Mielle had seen her share of Argonians, and been in her share of standoffs (and even a few fights), but now, to her shame, she stood frozen. Thoughs raced through her head. She had only been with the group a minute or two, not enough time to get a good idea of their strength and rationality. For all she knew the Altmer had insulted the beast's parantage, and they'd all be dead in seconds. The sheer unknown of the creature frightened her more than anything else. She couldn't understand its language or read its body's movements. Even its body was foreign, an amalgram of human and serpent, bearing traits of both but not really ecompassing either. 

She panics.

Options run through her head, all inevitably ending in death. Time slows, then speeds up, some movements too fast to fathom, others slow as if submerged in syrup. She watches the group tense, no doubt trying to work a way out of the problem just as she. She sees the bosmer muttering something under his breath; hopes it is not a spell. Attack unwise when against an unknown foe.

It was then that she sees the woman (woman? Hard to tell at this distance) approaching from the jungle beyond. She looks human from afar, calm, in control. Mielle hopes that it means rescue.

Her hopes evaporate once the woman speaks.

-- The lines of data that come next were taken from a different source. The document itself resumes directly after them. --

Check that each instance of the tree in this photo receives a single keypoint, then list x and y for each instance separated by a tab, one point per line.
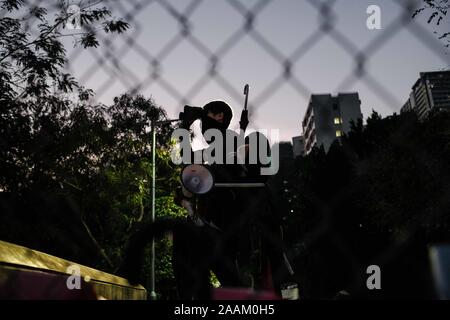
437	13
75	176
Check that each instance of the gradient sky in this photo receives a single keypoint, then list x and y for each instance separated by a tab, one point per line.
286	24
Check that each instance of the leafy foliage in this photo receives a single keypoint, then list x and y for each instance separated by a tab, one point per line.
381	197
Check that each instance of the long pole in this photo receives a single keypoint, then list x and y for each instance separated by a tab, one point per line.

The tongue is strange, slippery almost, yet somehow melodic. Mielle finds herself wondering how a human mouth can make such sounds. She recalls hearing a song in ancient Keptu once, is reminded of its cadences, if only for the feeling of something utterly foreign that sweeps through her now and swept through her then. The foreign woman looks as if she knows the creature; Mielle cannot decide whether this spells doom or salvation.

There is a tense moment of silence; between the survivors, between the foreigners, and between both groups.

Mielle does the only thing she can think of, and asks, quietly, hesitantly, "anyone know what is going on here?"

Somehow, this made the tension inside her vanish. Perhaps the new arrivals spoke Common, and would explain, and the whole unpleasant situation could be forgotten. Or maybe one of the survivors knew what was happening (the Altmer was a likely bet), and they could all formulate a strategy. And if her voice enraged the beast and cause their deaths... well, might as well die now rather than later.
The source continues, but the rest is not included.